Es waren seit jenem Anruf nur vier Tage vergangen, aber ich flog in der Gewissheit, dass die Leute, die so großzügig gespendet hatten, um Gobis Heimkehr zu ermöglichen, wollten, dass ich mich dorthin begab und sie fand. Wir hatten eine zweite Crowdfunding-Seite ins Netz gestellt, die sich Finding Gobi nannte, um meine Reise sowie die Kosten zu finanzieren, die der Suchtrupp bereits auf sich genommen hatte – Druckkosten, Treibstoff, Fahrer, Helfer und Verpflegung. Genau wie bei der ersten Aktion Bring Gobi Home waren Lucja und ich von der Freigiebigkeit der Menschen überwältigt. Schon in den ersten beiden Tagen war das Spendenziel von sechstausendzweihundert Dollar gesprengt.
Auch mein Chef hatte mir seinen Segen gegeben. Als ich anfing, ihm zu berichten, dass Gobi verschwunden war, ließ er mich nicht einmal ausreden. »Zischen Sie ab«, sagte er. »Finden Sie den Hund. Regeln Sie das, und nehmen Sie sich die Zeit, die Sie brauchen.«
Was den Atacama-Marathon anging, sah ich für dieses Problem keine Lösung. Wenn ich nach China flog, hieß das, dass sich meine Aussicht auf ein herausragendes Ergebnis im Oktober erledigt hatte. Aber ich war entschlossen, mich darum nicht zu kümmern. Wenn ich den Marathon verlor und dafür Gobi fand, war es mir das wert.

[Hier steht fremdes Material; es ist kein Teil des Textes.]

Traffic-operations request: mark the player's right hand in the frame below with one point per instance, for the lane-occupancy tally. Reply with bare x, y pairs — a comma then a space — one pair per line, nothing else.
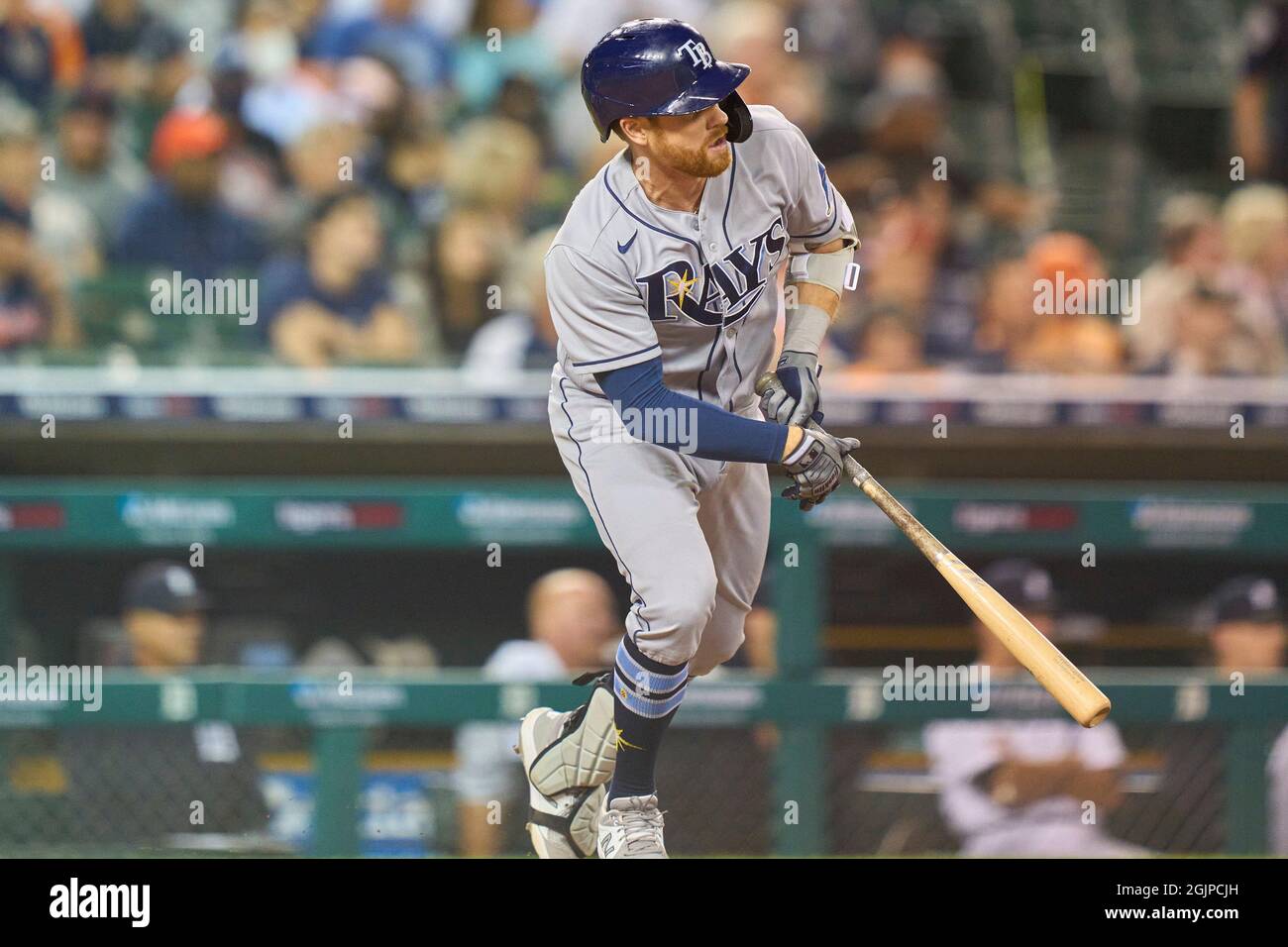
815, 466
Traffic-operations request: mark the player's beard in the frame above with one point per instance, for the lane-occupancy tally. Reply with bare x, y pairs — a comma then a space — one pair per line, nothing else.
697, 162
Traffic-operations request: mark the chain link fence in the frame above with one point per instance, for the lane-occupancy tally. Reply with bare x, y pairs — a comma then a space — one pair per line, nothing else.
207, 789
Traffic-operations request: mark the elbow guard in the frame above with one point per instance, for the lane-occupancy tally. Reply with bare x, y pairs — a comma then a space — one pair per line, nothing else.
823, 269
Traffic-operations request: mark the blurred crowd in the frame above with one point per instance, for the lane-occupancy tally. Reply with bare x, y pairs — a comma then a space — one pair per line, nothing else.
389, 172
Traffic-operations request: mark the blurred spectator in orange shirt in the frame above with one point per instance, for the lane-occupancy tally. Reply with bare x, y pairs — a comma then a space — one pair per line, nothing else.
1063, 342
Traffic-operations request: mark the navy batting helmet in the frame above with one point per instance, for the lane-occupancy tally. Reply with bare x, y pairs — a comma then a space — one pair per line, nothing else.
660, 67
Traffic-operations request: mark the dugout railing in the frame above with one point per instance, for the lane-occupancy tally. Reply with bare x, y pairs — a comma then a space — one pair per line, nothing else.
806, 706
803, 712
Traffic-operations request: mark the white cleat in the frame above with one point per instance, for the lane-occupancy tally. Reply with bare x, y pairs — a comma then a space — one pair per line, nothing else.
567, 759
631, 827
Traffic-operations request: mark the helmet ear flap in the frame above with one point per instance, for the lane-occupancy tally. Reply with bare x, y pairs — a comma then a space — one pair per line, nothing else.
739, 118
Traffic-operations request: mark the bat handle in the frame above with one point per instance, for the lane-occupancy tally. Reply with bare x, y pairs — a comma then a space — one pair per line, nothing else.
853, 470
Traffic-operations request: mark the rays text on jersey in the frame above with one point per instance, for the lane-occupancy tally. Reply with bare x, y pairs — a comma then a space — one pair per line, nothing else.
726, 289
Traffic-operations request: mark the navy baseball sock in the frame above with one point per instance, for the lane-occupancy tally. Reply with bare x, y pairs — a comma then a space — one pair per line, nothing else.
645, 696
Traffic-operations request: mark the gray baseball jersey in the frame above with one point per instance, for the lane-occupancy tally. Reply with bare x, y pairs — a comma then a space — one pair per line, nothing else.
630, 281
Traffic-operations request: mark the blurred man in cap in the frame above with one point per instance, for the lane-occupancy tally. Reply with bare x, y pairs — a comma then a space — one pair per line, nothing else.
181, 223
93, 169
1245, 626
1018, 780
163, 616
1247, 634
170, 787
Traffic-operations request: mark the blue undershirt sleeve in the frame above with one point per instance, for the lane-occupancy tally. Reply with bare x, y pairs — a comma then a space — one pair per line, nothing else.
653, 412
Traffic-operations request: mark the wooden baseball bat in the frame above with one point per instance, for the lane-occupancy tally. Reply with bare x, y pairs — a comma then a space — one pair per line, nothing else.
1057, 674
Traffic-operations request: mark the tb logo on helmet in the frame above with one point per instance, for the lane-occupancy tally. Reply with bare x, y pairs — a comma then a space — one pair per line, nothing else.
698, 53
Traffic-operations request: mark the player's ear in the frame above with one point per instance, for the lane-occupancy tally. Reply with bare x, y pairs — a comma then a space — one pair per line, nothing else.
634, 131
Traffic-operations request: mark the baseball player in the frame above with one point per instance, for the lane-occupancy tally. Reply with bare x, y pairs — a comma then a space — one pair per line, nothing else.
662, 285
1244, 620
1013, 784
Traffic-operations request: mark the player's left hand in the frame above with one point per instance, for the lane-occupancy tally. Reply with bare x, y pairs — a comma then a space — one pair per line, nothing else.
798, 398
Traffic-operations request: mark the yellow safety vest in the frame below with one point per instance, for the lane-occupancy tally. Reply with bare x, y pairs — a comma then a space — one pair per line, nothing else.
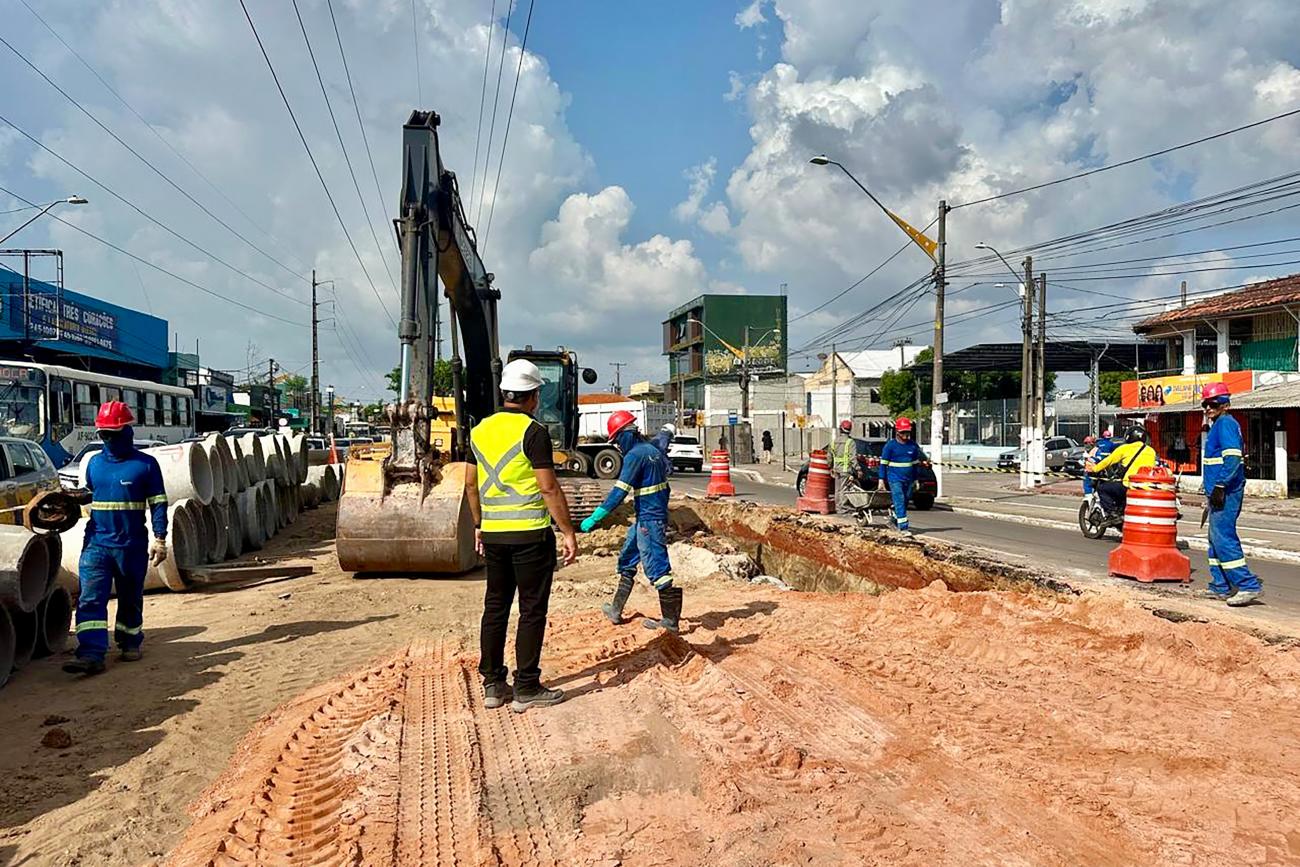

Ich ging an Bord des Flugzeugs und sah noch einmal auf Facebook die eingegangenen Nachrichten durch. Es waren Dutzende, und alle waren voller Optimismus, Aufmunterung und Hoffnung. Viele Menschen schrieben dasselbe. Dass sie für ein Wunder beteten.
Darin stimmte ich mit ihnen überein. Es war genau das, was wir brauchten. Nichts weniger als das konnte uns helfen.
Irgendwann im Nebel eines Dämmerschlafs während des Nachtflugs kam mir die Geschichte mit Cliff Young wieder in den Sinn.
Wie ich hatte er keine Ahnung gehabt, als er 1983 an die Startlinie schlenderte, dass er bald großes Aufsehen erregen würde. Ich vermute, dass er nicht damit gerechnet hat, dass er dieses Rennen gewinnen könnte. Aber er wusste, dass er die Distanz bewältigte. Erfahrung, Selbstvertrauen und ein wenig auch die Tatsache, dass ihm gar nicht recht klar war, worauf er sich einließ, vermittelten ihm die Zuversicht, die er brauchte.
Würde ich Gobi finden? Ich wusste es nicht. War ich in der Lage umzusetzen, was mir vorgeschlagen worden war: die lokalen Medien dazu zu bringen, die Geschichte zu veröffentlichen? Auch das wusste ich nicht. Hatte ich so etwas, wie dies hier schon einmal gemacht und irgendwelche Erfahrung darin? Ganz sicher nicht.
Aber ich hatte die Gewissheit, dass ich für diesen Kampf mein Herz in die Hand nehmen würde. Der Wunsch, Gobi zu finden, brannte so stark in mir, wie je einer in mir gebrannt hatte. Was immer es erforderte, ich würde nicht rasten noch ruhen, bis es nichts mehr zu suchen gab.